The wind pulled at their clothes, riffled their hair. All the shades were drawn, and the house seemed to brood over them.
'Can you smell it?' Jimmy asked.
'Yes. Thicker than ever.'
'Are you up to this?'
'Yes,' Mark said firmly. 'Are you.
'I hope to Christ I am,' Jimmy said.
They went up the porch steps and Jimmy tried the door. It was unlocked. When they stepped into Eva Miller's compulsively neat big kitchen, the odor smote them both, like an open garbage pit - yet dry, as with the smoke of years.
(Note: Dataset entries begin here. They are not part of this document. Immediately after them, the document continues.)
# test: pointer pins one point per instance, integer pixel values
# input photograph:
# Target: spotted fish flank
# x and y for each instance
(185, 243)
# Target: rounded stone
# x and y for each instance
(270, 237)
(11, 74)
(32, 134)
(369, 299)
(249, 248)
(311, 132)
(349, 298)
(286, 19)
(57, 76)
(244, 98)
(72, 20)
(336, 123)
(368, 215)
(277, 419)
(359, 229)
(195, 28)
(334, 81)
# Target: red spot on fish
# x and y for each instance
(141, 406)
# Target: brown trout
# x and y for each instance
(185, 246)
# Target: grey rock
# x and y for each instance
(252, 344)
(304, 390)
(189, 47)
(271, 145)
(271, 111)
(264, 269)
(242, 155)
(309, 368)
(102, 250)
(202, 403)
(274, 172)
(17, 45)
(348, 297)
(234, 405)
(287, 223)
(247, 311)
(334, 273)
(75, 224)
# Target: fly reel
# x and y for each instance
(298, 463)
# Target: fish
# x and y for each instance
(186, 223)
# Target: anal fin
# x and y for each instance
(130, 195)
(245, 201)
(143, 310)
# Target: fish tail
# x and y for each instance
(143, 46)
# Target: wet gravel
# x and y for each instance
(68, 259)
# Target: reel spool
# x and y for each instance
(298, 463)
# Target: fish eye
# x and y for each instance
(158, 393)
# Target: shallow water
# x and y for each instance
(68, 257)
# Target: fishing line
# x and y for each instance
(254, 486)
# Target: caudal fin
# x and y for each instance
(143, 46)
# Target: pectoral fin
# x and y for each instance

Jimmy remembered his conversation with Eva - it had been almost four years ago, just after he had begun practic?ing. Eva had come in for a check-up. His father had had her for a patient for years, and when Jimmy took his place, even running things out of the same Cumberland office, she had come to him without embarrassment. They had spoken of Ralph, dead twelve years even then, and she had told him that Ralph's ghost was still in the house ?every now and then she would turn up something new and temporarily forgotten in the attic or a bureau drawer. And of course there was the pool table in the basement. She said that she really ought to get rid of it; it was just taking up space she could use for something else. But it had been Ralph's and she just couldn't bring herself to take out an ad in the paper or call up the local radio 'Yankee Trader' program.